FIG. 1 is an explanatory diagram of a road body according to an embodiment of the present invention, FIG. 2 is an electric circuit diagram thereof, and FIGS. 3 to 5 are simplified circuit diagrams thereof. 1... Rotor, 2... Stator, 3...
... Generator, 4 ... Engine 6 ...
・・Engine generator, 13・°・・・・Lighting coil, 1
4... Slip ring, 15... Slowdown circuit, 16... Slowdown release circuit, CF... Field coil, CA...・Armature coil, CT...Current transformer, SDI...
・Full wave rectifier, TLS... Temperature sensitive reed switch, SQL... Electromagnetic solenoid.

Claims (1)

[Scope of utility model registration request] A circuit is constructed in which a rotor wrapped with a field coil is connected to the engine crankshaft, a stator wrapped with an armature coil is connected in series with a current transformer as a sensor for detecting load current, and the AC side terminal of a full-wave rectifier. A lighting coil attached to the engine is connected to the AC side terminal of the full wave rectifier, and a field coil of the rotor is connected to the DC side terminal of the full wave rectifier via a slit ring.

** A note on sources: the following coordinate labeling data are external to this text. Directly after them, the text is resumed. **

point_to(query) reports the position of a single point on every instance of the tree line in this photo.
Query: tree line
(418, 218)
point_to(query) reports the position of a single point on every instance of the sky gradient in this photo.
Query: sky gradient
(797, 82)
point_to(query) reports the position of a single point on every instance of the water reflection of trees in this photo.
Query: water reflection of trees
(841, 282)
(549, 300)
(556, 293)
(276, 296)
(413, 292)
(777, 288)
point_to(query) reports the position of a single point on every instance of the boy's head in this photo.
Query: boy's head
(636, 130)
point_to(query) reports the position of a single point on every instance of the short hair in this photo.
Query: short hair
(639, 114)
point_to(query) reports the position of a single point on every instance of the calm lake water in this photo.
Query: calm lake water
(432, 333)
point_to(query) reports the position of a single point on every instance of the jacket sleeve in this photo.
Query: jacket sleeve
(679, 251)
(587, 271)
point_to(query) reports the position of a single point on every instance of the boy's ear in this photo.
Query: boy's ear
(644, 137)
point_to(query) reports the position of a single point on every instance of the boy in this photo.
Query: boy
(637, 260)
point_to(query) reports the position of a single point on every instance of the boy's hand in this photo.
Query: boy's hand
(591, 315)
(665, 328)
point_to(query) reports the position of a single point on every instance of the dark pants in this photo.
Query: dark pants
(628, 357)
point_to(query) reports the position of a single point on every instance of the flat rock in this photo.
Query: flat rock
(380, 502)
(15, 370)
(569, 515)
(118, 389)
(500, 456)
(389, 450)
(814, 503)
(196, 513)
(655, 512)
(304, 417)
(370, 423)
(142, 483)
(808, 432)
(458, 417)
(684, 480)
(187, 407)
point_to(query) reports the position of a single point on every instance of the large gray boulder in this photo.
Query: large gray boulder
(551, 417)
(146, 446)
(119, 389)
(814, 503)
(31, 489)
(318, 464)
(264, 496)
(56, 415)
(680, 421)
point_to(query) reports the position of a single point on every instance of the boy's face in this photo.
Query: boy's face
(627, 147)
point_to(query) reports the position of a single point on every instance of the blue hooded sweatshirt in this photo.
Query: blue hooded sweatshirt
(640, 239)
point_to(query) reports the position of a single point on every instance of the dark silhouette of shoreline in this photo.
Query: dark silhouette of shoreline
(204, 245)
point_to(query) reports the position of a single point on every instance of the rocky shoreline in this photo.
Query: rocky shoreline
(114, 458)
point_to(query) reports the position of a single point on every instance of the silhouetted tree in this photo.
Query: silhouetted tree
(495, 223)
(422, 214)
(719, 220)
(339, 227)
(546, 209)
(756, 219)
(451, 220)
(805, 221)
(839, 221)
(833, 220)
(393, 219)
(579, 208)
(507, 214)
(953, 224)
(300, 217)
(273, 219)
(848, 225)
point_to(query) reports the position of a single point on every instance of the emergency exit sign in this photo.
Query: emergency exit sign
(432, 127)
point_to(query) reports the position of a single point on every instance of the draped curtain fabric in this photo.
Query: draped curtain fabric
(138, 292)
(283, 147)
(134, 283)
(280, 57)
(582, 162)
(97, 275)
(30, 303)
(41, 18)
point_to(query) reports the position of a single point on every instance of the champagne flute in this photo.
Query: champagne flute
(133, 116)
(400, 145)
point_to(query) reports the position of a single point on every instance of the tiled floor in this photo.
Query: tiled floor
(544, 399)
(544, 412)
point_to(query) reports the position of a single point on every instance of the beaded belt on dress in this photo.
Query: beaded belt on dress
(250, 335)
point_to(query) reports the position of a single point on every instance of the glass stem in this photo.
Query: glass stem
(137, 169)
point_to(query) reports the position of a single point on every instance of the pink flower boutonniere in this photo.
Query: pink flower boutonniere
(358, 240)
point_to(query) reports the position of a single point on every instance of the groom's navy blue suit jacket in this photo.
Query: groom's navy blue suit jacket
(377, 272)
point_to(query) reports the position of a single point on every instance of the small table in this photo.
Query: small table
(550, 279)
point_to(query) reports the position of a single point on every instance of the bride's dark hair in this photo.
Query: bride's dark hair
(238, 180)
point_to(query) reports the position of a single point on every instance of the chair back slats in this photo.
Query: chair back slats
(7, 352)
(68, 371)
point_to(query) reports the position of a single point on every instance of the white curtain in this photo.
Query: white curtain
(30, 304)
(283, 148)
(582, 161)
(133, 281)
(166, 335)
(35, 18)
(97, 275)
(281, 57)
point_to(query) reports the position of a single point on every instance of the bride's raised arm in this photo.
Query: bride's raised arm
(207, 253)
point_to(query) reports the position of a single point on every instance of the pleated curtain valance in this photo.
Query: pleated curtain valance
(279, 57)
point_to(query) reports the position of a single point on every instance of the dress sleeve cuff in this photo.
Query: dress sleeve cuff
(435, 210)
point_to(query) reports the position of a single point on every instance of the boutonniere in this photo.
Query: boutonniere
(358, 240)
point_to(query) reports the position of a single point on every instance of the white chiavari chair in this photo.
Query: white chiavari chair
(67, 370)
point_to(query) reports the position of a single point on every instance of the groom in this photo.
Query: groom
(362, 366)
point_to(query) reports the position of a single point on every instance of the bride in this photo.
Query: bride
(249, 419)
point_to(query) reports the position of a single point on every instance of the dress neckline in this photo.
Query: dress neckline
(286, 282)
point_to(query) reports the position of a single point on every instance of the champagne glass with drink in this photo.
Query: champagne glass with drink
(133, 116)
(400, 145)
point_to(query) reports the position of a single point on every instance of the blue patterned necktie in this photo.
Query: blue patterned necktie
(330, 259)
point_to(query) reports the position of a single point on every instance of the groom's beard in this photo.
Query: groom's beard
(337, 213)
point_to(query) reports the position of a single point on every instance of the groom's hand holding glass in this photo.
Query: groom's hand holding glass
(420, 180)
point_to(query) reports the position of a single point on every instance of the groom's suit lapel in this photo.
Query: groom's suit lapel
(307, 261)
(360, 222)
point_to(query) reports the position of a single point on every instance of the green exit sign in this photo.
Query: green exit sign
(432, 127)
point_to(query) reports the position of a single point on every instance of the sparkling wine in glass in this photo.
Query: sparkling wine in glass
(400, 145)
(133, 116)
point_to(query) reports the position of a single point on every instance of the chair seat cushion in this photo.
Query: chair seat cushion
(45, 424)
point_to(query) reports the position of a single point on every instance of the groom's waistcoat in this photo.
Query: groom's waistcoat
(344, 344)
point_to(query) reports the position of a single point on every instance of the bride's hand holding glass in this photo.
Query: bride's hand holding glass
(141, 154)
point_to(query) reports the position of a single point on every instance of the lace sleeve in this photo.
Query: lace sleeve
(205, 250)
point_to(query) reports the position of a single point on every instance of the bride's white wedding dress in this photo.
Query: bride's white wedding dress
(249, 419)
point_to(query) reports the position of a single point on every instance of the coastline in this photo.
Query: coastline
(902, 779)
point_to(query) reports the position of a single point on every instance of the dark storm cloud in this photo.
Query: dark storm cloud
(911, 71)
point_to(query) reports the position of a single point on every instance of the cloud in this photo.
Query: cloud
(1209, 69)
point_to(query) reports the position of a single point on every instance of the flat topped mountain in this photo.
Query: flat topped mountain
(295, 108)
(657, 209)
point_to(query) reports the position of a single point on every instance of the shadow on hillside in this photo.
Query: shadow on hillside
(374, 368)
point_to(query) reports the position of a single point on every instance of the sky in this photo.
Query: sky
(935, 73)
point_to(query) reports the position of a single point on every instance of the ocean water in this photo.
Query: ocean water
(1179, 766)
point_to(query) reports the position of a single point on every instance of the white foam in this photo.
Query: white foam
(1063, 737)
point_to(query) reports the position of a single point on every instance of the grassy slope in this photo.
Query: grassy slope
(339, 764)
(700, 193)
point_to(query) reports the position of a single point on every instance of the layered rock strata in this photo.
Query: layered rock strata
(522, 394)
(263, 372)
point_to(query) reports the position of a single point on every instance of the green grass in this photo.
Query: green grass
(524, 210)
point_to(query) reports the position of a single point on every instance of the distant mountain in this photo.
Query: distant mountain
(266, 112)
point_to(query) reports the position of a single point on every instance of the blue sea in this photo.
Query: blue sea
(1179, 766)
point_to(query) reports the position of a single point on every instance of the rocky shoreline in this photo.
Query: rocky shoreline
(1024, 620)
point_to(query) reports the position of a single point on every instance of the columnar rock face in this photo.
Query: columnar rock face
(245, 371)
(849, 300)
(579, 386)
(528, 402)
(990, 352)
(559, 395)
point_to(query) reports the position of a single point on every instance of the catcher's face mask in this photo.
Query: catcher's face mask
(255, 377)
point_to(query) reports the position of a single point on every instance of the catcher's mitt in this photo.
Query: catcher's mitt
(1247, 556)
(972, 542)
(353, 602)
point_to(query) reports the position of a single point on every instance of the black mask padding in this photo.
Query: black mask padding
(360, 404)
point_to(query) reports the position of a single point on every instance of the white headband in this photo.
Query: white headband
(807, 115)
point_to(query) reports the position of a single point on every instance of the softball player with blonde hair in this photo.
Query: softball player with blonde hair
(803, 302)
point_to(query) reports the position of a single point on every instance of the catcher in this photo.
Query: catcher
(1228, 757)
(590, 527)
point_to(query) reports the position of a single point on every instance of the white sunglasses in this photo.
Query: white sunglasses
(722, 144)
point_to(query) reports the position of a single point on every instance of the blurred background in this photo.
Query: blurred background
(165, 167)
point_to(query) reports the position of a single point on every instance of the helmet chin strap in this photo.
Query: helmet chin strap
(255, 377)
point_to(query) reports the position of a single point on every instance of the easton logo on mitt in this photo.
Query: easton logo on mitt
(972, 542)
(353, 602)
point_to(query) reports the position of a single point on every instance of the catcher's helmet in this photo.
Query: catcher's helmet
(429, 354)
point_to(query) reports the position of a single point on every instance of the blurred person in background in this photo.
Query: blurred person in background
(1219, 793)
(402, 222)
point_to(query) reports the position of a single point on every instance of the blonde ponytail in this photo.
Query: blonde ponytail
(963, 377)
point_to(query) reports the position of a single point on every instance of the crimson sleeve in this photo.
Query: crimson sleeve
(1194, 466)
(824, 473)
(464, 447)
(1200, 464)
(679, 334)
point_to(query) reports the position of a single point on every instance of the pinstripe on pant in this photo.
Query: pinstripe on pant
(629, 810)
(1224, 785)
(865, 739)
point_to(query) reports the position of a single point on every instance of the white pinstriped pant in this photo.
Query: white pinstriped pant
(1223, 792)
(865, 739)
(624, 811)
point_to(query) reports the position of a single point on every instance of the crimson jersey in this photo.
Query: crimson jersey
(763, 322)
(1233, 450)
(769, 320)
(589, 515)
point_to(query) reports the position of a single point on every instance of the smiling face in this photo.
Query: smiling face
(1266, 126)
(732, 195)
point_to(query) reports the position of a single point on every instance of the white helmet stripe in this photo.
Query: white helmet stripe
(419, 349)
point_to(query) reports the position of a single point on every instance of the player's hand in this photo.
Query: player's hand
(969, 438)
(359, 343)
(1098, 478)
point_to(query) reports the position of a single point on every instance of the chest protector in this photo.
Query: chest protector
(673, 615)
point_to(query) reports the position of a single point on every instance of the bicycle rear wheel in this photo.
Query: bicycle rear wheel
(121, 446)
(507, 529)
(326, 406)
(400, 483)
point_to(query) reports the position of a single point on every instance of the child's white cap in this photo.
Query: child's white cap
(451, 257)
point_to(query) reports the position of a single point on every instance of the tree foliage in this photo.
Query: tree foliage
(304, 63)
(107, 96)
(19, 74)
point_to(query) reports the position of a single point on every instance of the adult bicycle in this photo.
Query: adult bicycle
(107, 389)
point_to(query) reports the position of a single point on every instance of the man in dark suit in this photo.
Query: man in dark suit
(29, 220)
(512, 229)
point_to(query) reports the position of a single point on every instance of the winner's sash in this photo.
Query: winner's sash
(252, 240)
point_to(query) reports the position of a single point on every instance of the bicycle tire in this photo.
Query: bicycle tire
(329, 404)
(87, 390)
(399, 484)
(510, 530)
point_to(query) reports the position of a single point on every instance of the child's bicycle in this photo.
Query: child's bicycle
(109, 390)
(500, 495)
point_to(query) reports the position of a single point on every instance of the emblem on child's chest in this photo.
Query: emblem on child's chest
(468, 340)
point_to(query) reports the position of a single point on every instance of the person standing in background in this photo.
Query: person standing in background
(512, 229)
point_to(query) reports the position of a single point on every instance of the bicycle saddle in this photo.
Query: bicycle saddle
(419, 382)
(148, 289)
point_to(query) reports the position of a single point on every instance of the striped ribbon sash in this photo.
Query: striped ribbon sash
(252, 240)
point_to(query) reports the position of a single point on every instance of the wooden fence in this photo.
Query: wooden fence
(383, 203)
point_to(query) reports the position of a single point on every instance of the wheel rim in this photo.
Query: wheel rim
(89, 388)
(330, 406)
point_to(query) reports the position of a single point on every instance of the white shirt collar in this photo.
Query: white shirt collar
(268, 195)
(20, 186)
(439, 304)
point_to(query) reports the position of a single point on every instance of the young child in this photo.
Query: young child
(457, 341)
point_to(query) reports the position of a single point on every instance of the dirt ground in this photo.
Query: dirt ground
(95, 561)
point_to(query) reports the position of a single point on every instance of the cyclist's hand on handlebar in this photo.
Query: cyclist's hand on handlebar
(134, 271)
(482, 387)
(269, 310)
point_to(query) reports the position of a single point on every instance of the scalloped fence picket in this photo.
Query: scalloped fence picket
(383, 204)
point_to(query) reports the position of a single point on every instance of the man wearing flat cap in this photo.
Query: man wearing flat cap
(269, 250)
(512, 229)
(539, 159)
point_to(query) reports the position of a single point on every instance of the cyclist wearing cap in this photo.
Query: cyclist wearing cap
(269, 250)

A temperature sensing element is installed on the engine body as a temperature sensor that changes the output signal at a corresponding temperature after the end of warm-up, and an electromagnetic solenoid for engine slowdown control is installed when no load is applied from the current transformer. A slowdown circuit is provided that is turned on by the output and turned off by the load output, and further, when the output signal from the temperature sensing element is an output signal of a temperature corresponding to the temperature before the end of the warm-up operation, the slowdown circuit is turned on by the output. An engine generator comprising: a slowdown release circuit that turns off the electromagnetic solenoid with priority over the slowdown circuit.